2:46pm today was the fourth anniversary of the 2011 Tohoku Earthquake and Tsunami.
As I make my way lazily toward Sendai for the United Nations World Conference on Disaster Risk Reduction (WCDRR) I wanted to take time out from my visitor activity to reflect on this significant day. The Kakunodate Visitor Information Office (such Offices are always a favourite of mine) advised that in this part of Akita Prefecture – well away from the Pacific Coast- there was no formal ceremony, however silent prayer would be observed at 2:46pm.
On March 11, 2011 more than 300 volunteer firefighters died that afternoon selflessly, valiantly, desperately, and sometimes heroically working to protect the communities in which they lived.
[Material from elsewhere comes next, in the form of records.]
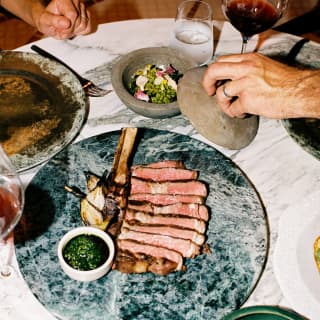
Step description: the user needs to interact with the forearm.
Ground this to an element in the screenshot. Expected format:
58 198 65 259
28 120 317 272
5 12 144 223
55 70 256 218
292 70 320 119
0 0 46 27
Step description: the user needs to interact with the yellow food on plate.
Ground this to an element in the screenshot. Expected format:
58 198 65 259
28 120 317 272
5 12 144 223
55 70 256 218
313 236 320 272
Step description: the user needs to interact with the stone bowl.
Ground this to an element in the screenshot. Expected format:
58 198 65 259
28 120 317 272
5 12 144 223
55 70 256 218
111 47 196 118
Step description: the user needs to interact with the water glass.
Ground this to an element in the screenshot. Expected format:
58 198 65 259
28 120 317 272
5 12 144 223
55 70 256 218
169 0 213 65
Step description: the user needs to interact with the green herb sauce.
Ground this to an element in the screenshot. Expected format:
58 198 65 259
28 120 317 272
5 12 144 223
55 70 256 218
62 234 109 271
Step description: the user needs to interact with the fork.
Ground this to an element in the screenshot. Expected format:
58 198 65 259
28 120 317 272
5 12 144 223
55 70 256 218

Many of the most affected towns were small and serviced by volunteer fire departments like our own NSW RFS. Rikuzentakata – where I will be next Monday for a WCDRR Public Forum session – lost 52 volunteer fire fighters.
Thus, I made my way to the Kakunodate Fire Department. Regular readers will know that fire stations are a big part of my life. But today though, more significant. I will get to the fraternity of being with the Kakunodate fire fighters in a moment.
As 2:46 drew just a minute away, the 11 (and me making 12) firefighters stood around the office in a loose circle. At 2:46 we stood in silence as a melodious female voice floated from loudspeakers across the town, imploring us all to reflect upon the memory of those lost in the event, and those still grieving and recovering. Each of us in silent prayer and reflection.
I stood silently with men and women who had left Kakunodate immediately to respond to the catastrophe affecting their neighbours. After that momentary pause, the eerie wail of the sirens rang out for a minute over Kakunodate. And then back to the new normal.
And about that 30 minutes in Kakunodate Fire Station? Another fantastic and welcoming bunch. Through rough translations, my Lonely Planet language book, and a you-beaut language converter App, we got by. I learnt stuff about what they did, and I told a few stories about back home in the Blue Mountains. Not worth elaborating really.
By the way, I am not dressed for glamour. It was bitterly cold. Atleast you can’t see my tights.